My Yearly Teddy Tour

Anyone traveling in either direction along interstate 94, in western North Dakota, will see the signs advertising Theodore Roosevelt National Park. Stopping is not an option to see the wild bison.

For the past 3-years, I have visited the park and enjoy a sense of comfort when I visit Theodore Roosevelt National Park every year. The permanent park rangers, visiter center volunteers, and camp hosts recognize me and my rig, along with meeting the new seasonal rangers an new campground hosts are always a enjoyment I love.

This year as always, I stopped in Medora ND to visit with Chris & Gary Kman the owner of the Chasing Horses Store. This year was a treat as I met their newest employee and recent North Dakota transplant from Illinois, her mother who works as a cashier.

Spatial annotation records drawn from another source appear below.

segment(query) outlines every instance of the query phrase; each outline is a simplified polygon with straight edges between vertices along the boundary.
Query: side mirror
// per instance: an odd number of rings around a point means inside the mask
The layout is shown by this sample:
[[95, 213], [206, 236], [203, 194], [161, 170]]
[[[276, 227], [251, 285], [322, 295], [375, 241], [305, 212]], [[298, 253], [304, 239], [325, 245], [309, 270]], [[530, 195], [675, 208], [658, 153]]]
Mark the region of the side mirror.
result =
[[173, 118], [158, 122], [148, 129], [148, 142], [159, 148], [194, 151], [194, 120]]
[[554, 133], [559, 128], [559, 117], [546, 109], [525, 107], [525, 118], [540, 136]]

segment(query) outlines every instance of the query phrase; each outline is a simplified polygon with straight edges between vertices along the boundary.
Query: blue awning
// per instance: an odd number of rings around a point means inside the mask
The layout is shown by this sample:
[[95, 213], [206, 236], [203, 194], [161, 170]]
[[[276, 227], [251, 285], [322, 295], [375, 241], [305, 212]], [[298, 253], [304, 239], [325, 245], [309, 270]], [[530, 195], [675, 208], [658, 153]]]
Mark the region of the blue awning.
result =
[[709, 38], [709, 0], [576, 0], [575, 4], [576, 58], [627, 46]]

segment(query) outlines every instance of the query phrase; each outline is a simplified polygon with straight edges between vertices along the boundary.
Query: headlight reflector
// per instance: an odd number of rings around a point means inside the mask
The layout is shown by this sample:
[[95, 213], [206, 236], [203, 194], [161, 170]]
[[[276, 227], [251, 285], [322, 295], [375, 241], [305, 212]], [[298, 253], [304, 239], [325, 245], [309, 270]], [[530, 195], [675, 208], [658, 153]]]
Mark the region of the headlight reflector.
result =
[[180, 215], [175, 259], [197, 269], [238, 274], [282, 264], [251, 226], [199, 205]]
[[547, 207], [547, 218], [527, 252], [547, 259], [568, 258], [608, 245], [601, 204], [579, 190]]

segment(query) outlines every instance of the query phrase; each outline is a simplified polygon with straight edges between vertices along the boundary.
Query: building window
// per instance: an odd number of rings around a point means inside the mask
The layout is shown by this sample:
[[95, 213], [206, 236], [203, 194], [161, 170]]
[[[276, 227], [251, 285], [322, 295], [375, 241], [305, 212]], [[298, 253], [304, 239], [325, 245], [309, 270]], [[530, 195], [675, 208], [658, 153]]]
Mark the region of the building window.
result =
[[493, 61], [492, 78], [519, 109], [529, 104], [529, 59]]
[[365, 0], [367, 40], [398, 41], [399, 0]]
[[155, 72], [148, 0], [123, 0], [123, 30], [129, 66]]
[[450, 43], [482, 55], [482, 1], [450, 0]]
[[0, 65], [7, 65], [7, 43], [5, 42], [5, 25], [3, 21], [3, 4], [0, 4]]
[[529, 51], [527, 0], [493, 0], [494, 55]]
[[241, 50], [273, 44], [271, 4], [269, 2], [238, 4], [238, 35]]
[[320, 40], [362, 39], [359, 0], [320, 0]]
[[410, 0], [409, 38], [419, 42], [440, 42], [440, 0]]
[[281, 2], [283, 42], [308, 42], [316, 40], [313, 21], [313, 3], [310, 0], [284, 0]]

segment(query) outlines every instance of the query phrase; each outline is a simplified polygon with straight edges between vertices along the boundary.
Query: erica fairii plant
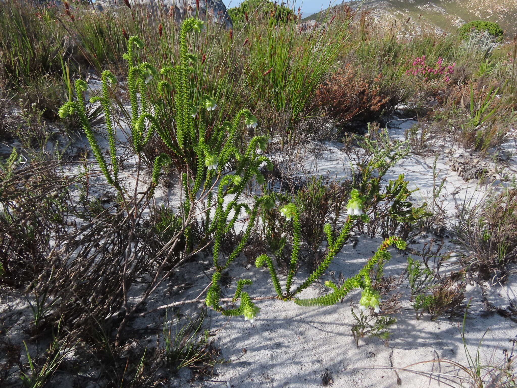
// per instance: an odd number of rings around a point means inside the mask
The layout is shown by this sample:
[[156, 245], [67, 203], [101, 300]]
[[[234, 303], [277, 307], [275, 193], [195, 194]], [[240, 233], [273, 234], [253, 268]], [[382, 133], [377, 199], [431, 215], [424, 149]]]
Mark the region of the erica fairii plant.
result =
[[[277, 293], [277, 297], [278, 299], [284, 301], [293, 300], [295, 303], [301, 306], [329, 305], [336, 303], [353, 289], [360, 288], [362, 290], [361, 297], [359, 301], [359, 307], [361, 311], [366, 311], [368, 307], [371, 307], [374, 309], [376, 313], [378, 314], [380, 312], [379, 307], [380, 296], [372, 286], [370, 273], [376, 264], [389, 260], [390, 257], [390, 253], [387, 251], [387, 248], [389, 246], [394, 244], [399, 249], [405, 248], [405, 242], [396, 237], [390, 237], [386, 238], [373, 256], [368, 261], [359, 273], [354, 276], [346, 279], [341, 287], [338, 287], [331, 281], [326, 281], [325, 285], [332, 289], [332, 291], [330, 293], [311, 299], [299, 299], [296, 297], [295, 296], [317, 280], [323, 274], [336, 254], [339, 252], [347, 240], [355, 221], [358, 221], [360, 217], [361, 220], [364, 220], [363, 219], [366, 217], [366, 216], [363, 215], [362, 207], [362, 200], [359, 196], [359, 191], [354, 189], [351, 193], [351, 199], [347, 205], [348, 217], [338, 235], [336, 236], [333, 235], [332, 228], [330, 224], [326, 224], [325, 226], [324, 231], [327, 235], [328, 248], [326, 255], [323, 261], [312, 273], [294, 291], [291, 290], [291, 286], [294, 277], [296, 273], [299, 253], [301, 233], [299, 225], [300, 215], [298, 210], [294, 203], [289, 203], [280, 210], [280, 213], [285, 217], [288, 221], [292, 220], [294, 235], [291, 260], [287, 273], [285, 292], [282, 291], [276, 270], [271, 258], [267, 255], [261, 255], [257, 258], [255, 261], [255, 265], [257, 267], [265, 265], [267, 267], [271, 275], [275, 290]], [[220, 289], [217, 283], [217, 281], [220, 278], [220, 274], [219, 274], [214, 275], [214, 277], [212, 278], [212, 286], [210, 287], [209, 295], [207, 297], [207, 304], [212, 306], [216, 309], [220, 309], [223, 314], [226, 315], [238, 315], [247, 308], [246, 311], [248, 312], [250, 316], [252, 315], [253, 318], [254, 318], [256, 316], [255, 313], [258, 312], [258, 309], [253, 304], [251, 300], [249, 299], [249, 297], [247, 294], [246, 295], [246, 297], [241, 300], [241, 305], [238, 308], [228, 310], [231, 311], [231, 312], [224, 312], [221, 309], [219, 305], [218, 296]], [[251, 281], [246, 283], [246, 284], [250, 283], [251, 283]], [[238, 291], [240, 291], [239, 286], [238, 286]], [[251, 319], [250, 320], [253, 323], [253, 320]]]

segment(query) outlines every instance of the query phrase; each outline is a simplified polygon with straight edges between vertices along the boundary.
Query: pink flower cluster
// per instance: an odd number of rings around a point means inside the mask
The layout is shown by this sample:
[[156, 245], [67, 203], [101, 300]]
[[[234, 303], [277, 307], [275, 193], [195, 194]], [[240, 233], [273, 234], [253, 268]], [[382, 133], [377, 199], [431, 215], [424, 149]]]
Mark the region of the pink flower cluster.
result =
[[442, 57], [438, 57], [436, 64], [429, 66], [425, 64], [425, 55], [417, 56], [413, 61], [411, 67], [406, 70], [406, 73], [423, 77], [424, 81], [436, 80], [443, 77], [443, 80], [447, 82], [450, 79], [451, 74], [454, 72], [454, 67], [456, 65], [456, 63], [446, 66], [443, 64], [443, 62]]

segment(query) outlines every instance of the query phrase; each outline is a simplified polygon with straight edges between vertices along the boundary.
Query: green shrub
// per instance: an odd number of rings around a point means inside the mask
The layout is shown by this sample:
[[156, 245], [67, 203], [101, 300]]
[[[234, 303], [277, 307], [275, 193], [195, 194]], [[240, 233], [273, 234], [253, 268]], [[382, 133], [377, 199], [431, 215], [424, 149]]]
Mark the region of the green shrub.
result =
[[272, 18], [278, 24], [284, 24], [295, 17], [291, 8], [269, 0], [245, 0], [238, 7], [230, 8], [228, 13], [235, 26], [244, 25], [254, 14]]
[[476, 30], [476, 31], [488, 32], [498, 42], [503, 40], [503, 28], [496, 23], [488, 22], [485, 20], [474, 20], [466, 23], [460, 27], [458, 33], [461, 38], [464, 39], [472, 32], [473, 29]]

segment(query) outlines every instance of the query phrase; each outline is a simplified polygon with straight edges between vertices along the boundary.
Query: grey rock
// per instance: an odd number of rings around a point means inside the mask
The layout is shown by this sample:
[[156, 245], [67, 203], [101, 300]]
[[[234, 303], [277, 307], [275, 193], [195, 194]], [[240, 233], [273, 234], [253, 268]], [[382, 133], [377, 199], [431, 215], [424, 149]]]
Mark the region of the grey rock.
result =
[[[129, 0], [131, 6], [145, 5], [151, 13], [160, 10], [171, 13], [177, 22], [186, 18], [195, 16], [196, 0]], [[101, 8], [125, 7], [123, 0], [97, 0]], [[232, 19], [222, 0], [199, 0], [197, 17], [202, 20], [222, 25], [226, 29], [233, 27]]]

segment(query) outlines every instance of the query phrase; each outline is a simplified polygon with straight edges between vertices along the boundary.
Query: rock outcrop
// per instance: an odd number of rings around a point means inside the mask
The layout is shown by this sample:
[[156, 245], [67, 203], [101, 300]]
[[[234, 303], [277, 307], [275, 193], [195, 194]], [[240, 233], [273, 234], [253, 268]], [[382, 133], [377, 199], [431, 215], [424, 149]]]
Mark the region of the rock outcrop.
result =
[[[226, 6], [222, 0], [129, 0], [131, 6], [145, 5], [151, 13], [163, 10], [174, 17], [179, 22], [185, 18], [195, 16], [202, 20], [221, 24], [226, 29], [233, 26], [232, 19], [228, 14]], [[123, 0], [97, 0], [98, 9], [107, 7], [125, 7]], [[197, 4], [199, 5], [196, 12]]]

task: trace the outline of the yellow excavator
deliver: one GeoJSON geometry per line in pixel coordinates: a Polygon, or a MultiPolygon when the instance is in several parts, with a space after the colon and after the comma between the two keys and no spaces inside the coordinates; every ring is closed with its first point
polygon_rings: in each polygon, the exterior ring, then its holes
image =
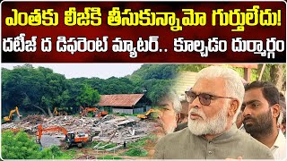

Their store is adorned with the beautiful images of wild horses on clothing items, paintings, calendars, puzzles, water bottles, pottery, key chains, and many other items.

Chris and Gary photographed the wildlife themselves and their, website, instagram and Facebook sites identify the horses by name and trace the stallions to the mares and the colts they produce roaming freely within the National Park.

I spent two days attempting to locate the wild horses and I was successful only to find one horse for which I will be buying a new camera lens to capture wildlife at greater distances.

As always the bison were scattered between the campgrounds and areas along the scenic drive. On Saturday evening before a park ranger program, the event was delayed as the bison sauntered within 20-yards of the outdoor theater in the dark of the night. During the day time they are an incredible sight, but at night hearing the snorting sounds of Bull seeking their mates, made the evening a little concerning.

Prairie Dog

The bison were plentiful as the photos reveals but so were the prairie dogs. I hope to return next year with a better camera lenses to capture the wildlife in the distance.

But as always, the beauty of the park excites my soul.